Les analystes pointent une autre particularité des manifestations actuelles : elles sont laïques. Comme en témoigne l’exigence d’inscrire dans la Constitution des amendements annulant l’appartenance religieuse au sein des différentes branches du pouvoir. Certains parlent de renaissance nationale, voire de « nouveau nationalisme » de la place Tahrir, où a été installé un camp de tentes des manifestants. Cela n’aurait rien de particulier, les idées de renaissance nationale professées par l’ancien parti dirigeant Baas ne sont pas étrangères aux Irakiens.
Mais de temps en temps les médias écrivent que les États-Unis et l’Arabie saoudite entretiennent des contacts avec des représentants de Baas et projettent de faire revenir le parti interdit en Irak qui était dirigé par Saddam Hussein. Ainsi, en été 2018, l’agence iranienne Fars a rapporté qu’une délégation du parti dissous Baas était en négociations avec des représentants américains, notamment Jared Kushner, gendre et conseiller du président Trump, afin d’évoquer le retour du parti dans le processus politique de l’Irak sous un nouveau nom. Par conséquent, la laïcité des protestations actuelles pourrait être un coup bien calculé de la future « renaissance » du Baas. Car c’est sous sa gouvernance que l’Irak était l’avant-poste principal dans la confrontation entre le Moyen-Orient et l’Iran.

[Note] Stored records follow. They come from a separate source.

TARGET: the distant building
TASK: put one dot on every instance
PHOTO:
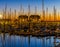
(34, 18)
(23, 18)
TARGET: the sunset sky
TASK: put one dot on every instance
(15, 4)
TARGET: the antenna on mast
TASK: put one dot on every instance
(43, 11)
(35, 10)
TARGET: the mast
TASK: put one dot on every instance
(5, 11)
(54, 13)
(43, 11)
(35, 10)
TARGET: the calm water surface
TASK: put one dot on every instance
(7, 40)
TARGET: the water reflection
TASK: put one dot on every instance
(7, 40)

Alors quelle est cette « troisième force »? La conclusion s’invite d’elle-même – ce sont ceux qui souhaitent absolument la suppression de la présence iranienne et de l’influence iranienne en Irak pour éliminer un maillon important de l’axe bâti par Téhéran au Moyen-Orient depuis des années, un axe comprenant, hormis l’Irak, la Syrie, le Liban et le Yémen.
Les forces politiques irakiennes liées à l’Iran se tiennent à l’écart des protestations en estimant qu’elles sont inspirées de l’extérieur. L’unique autorité indiscutable pour les Irakiens révoltés demeure le guide spirituel des chiites irakiens le grand ayatollah Ali al-Sistani. D’ailleurs, il a soutenu les manifestations pacifiques, d’une part, et de l’autre – il a appelé les autorités politiques du pays à adopter au plus vite une nouvelle loi sur les élections et à procéder aux réformes.
C’est alors que la « troisième force » deviendra effectivement «excédentaire » dans la structure politique irakienne.